医学
心肌梗塞
心脏病学
内科学
缺血
输血
心肌缺血
作者
Andrew P. DeFilippis,J. Dawn Abbott,Brandon M. Herbert,Marnie Bertolet,Bernard R. Chaitman,Harvey D. White,Andrew M. Goldsweig,Tamar S. Polonsky,Rajesh Gupta,Caroline Alsweiler,Johanne Silvain,Pedro Gabriel Melo de Barros e Silva,Graham S. Hillis,Benoit Daneault,Meechai Tessalee,Mark Menegus,Sunil V. Rao,Renato D. Lópes,Paul C. Hébert,John H. Alexander
出处
期刊:Circulation
[Lippincott Williams & Wilkins]
日期:2024-08-29
卷期号:150 (23): 1826-1836
被引量:3
标识
DOI:10.1161/circulationaha.124.071208
摘要
BACKGROUND: The MINT trial (Myocardial Ischemia and Transfusion) raised concern for harm from a restrictive versus liberal transfusion strategy in patients with acute myocardial infarction (MI) and anemia.

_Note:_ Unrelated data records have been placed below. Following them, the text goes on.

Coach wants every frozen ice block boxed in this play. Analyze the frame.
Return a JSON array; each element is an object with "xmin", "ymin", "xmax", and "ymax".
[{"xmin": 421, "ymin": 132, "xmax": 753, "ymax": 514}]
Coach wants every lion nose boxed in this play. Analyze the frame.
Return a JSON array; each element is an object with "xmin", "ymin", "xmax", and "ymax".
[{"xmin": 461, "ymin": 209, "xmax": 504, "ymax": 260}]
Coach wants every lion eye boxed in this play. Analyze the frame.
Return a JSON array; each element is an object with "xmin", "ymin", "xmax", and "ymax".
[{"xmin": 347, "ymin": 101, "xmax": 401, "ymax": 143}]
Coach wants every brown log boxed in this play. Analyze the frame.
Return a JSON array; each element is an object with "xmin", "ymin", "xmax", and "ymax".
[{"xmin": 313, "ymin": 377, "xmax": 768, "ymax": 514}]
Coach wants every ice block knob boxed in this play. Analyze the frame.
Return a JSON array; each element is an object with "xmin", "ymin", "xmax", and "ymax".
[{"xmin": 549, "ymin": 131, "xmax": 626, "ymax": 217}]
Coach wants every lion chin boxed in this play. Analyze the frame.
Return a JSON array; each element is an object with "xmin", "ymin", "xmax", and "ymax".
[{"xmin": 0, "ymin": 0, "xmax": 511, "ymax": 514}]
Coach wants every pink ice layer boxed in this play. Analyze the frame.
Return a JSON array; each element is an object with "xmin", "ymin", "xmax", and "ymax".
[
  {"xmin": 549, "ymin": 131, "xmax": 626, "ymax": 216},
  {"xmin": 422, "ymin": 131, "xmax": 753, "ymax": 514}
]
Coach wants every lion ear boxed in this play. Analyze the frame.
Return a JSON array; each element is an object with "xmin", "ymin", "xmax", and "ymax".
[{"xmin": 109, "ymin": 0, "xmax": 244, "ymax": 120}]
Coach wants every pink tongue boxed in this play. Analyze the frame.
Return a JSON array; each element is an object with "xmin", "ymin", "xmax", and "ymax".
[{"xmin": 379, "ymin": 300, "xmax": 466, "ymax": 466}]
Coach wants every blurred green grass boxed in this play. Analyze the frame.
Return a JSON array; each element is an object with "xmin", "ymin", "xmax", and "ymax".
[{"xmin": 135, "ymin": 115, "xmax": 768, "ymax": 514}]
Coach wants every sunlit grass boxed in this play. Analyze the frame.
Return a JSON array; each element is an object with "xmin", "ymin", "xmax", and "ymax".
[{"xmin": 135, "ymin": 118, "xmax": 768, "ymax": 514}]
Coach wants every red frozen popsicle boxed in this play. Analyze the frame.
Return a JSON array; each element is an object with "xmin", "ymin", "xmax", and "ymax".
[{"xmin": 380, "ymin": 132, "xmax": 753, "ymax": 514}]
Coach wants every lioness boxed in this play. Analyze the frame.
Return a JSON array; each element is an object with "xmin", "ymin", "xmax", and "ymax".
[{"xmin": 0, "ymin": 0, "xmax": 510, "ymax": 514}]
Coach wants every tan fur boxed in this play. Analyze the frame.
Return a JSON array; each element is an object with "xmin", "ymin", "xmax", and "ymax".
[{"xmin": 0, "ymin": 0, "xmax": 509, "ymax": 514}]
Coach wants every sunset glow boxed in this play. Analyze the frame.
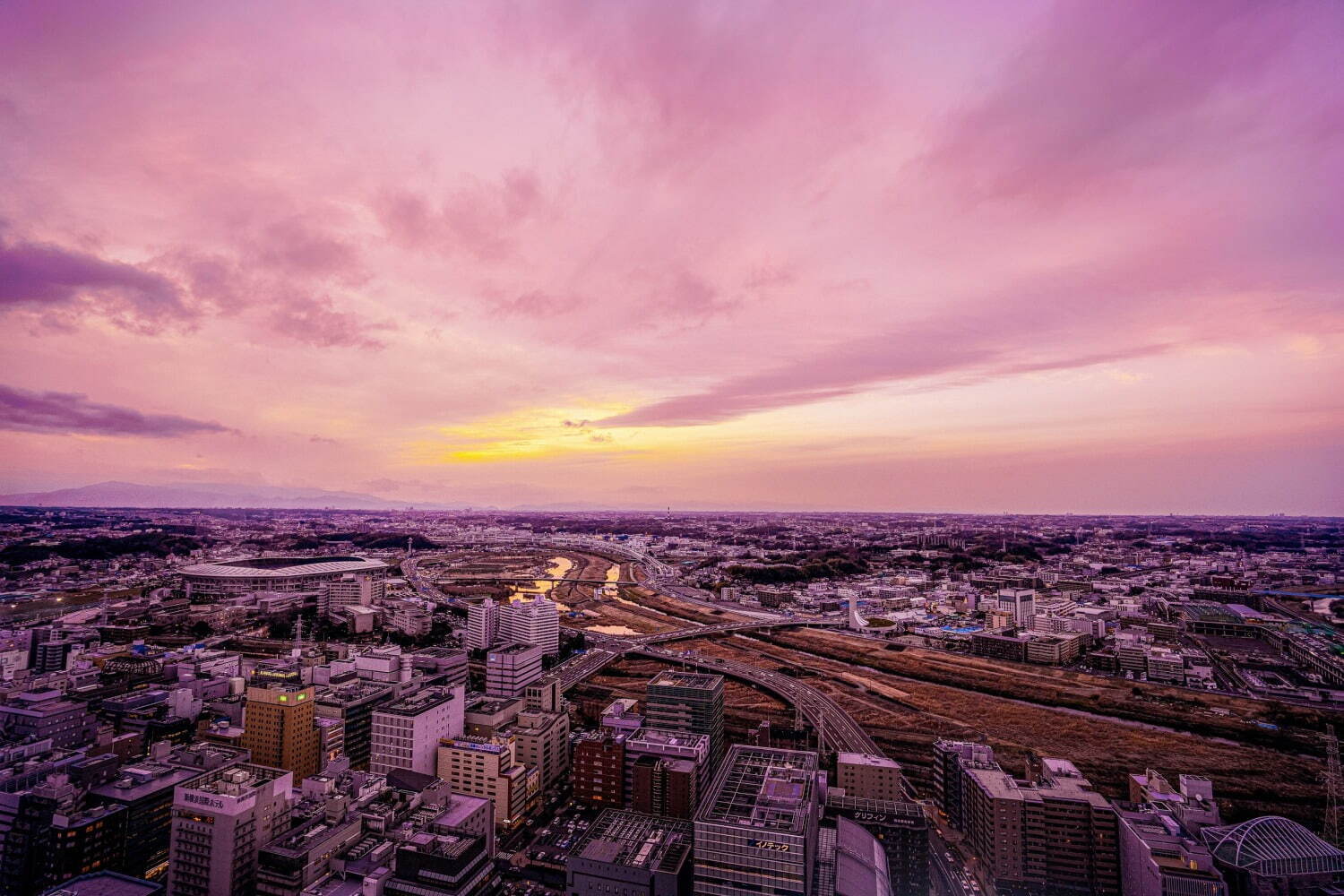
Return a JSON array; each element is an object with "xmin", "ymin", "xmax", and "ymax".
[{"xmin": 0, "ymin": 0, "xmax": 1344, "ymax": 513}]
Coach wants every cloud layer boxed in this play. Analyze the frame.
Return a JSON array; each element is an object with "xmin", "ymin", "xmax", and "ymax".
[
  {"xmin": 0, "ymin": 385, "xmax": 230, "ymax": 438},
  {"xmin": 0, "ymin": 0, "xmax": 1344, "ymax": 509}
]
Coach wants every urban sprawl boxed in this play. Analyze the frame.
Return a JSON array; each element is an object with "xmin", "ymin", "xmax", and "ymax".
[{"xmin": 0, "ymin": 508, "xmax": 1344, "ymax": 896}]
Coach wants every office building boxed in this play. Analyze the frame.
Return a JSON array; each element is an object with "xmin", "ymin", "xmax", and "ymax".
[
  {"xmin": 836, "ymin": 753, "xmax": 906, "ymax": 801},
  {"xmin": 368, "ymin": 685, "xmax": 467, "ymax": 775},
  {"xmin": 0, "ymin": 689, "xmax": 99, "ymax": 748},
  {"xmin": 486, "ymin": 643, "xmax": 542, "ymax": 697},
  {"xmin": 257, "ymin": 799, "xmax": 363, "ymax": 896},
  {"xmin": 411, "ymin": 648, "xmax": 468, "ymax": 685},
  {"xmin": 314, "ymin": 678, "xmax": 395, "ymax": 771},
  {"xmin": 644, "ymin": 669, "xmax": 723, "ymax": 770},
  {"xmin": 88, "ymin": 743, "xmax": 247, "ymax": 880},
  {"xmin": 503, "ymin": 594, "xmax": 561, "ymax": 657},
  {"xmin": 464, "ymin": 598, "xmax": 500, "ymax": 650},
  {"xmin": 935, "ymin": 745, "xmax": 1120, "ymax": 896},
  {"xmin": 933, "ymin": 740, "xmax": 995, "ymax": 831},
  {"xmin": 317, "ymin": 573, "xmax": 387, "ymax": 619},
  {"xmin": 0, "ymin": 774, "xmax": 126, "ymax": 896},
  {"xmin": 239, "ymin": 686, "xmax": 325, "ymax": 783},
  {"xmin": 437, "ymin": 737, "xmax": 542, "ymax": 831},
  {"xmin": 694, "ymin": 746, "xmax": 819, "ymax": 896},
  {"xmin": 510, "ymin": 710, "xmax": 570, "ymax": 788},
  {"xmin": 168, "ymin": 764, "xmax": 295, "ymax": 896},
  {"xmin": 383, "ymin": 831, "xmax": 494, "ymax": 896},
  {"xmin": 570, "ymin": 731, "xmax": 628, "ymax": 809},
  {"xmin": 999, "ymin": 589, "xmax": 1037, "ymax": 629},
  {"xmin": 626, "ymin": 755, "xmax": 699, "ymax": 818},
  {"xmin": 523, "ymin": 681, "xmax": 564, "ymax": 712},
  {"xmin": 1129, "ymin": 769, "xmax": 1223, "ymax": 834},
  {"xmin": 814, "ymin": 817, "xmax": 892, "ymax": 896},
  {"xmin": 1117, "ymin": 806, "xmax": 1228, "ymax": 896},
  {"xmin": 625, "ymin": 728, "xmax": 711, "ymax": 806},
  {"xmin": 602, "ymin": 697, "xmax": 644, "ymax": 734},
  {"xmin": 827, "ymin": 791, "xmax": 932, "ymax": 896},
  {"xmin": 564, "ymin": 810, "xmax": 694, "ymax": 896}
]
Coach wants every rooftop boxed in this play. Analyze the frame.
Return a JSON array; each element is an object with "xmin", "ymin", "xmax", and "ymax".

Type 1 and type 2 MI are distinct pathophysiologic entities that may respond differently to blood transfusion. This analysis sought to determine whether the effects of transfusion varied among patients with a type 1 or a type 2 MI and anemia. The authors hypothesized that the liberal transfusion strategy would be of greater benefit in type 2 than in type 1 MI. METHODS: The authors compared rates of death or MI at 30 days in patients with type 1 (n=1460) and type 2 (n=1955) MI and anemia who were randomly allocated to a restrictive (threshold, 7–8 g/dL) or a liberal (threshold, 10 g/dL) transfusion strategy. RESULTS: The primary outcome of death or MI was observed in 16% of type 1 MI and 15.4% of type 2 MI patients. The rate of death or MI was higher in patients with type 1 MI randomized to a restrictive (18.2%) versus liberal (13.8%) transfusion strategy (relative risk [RR], 1.32 [95% CI, 1.04–1.67]) with no difference observed between the restrictive (15.8%) and liberal (15.1%) transfusion strategies in patients with type 2 MI (RR, 1.05 [95% CI, 0.85–1.29]). The test for a differential effect of transfusion strategy by MI type was not statistically significant ( P interaction = 0.16). CONCLUSIONS: The concern for harm with a restrictive transfusion strategy in patients with acute MI and anemia raised in the MINT primary outcome manuscript may be more apparent in patients with type 1 than type 2 MI. REGISTRATION: URL: https://www.clinicaltrials.gov ; Unique identifier: NCT02981407.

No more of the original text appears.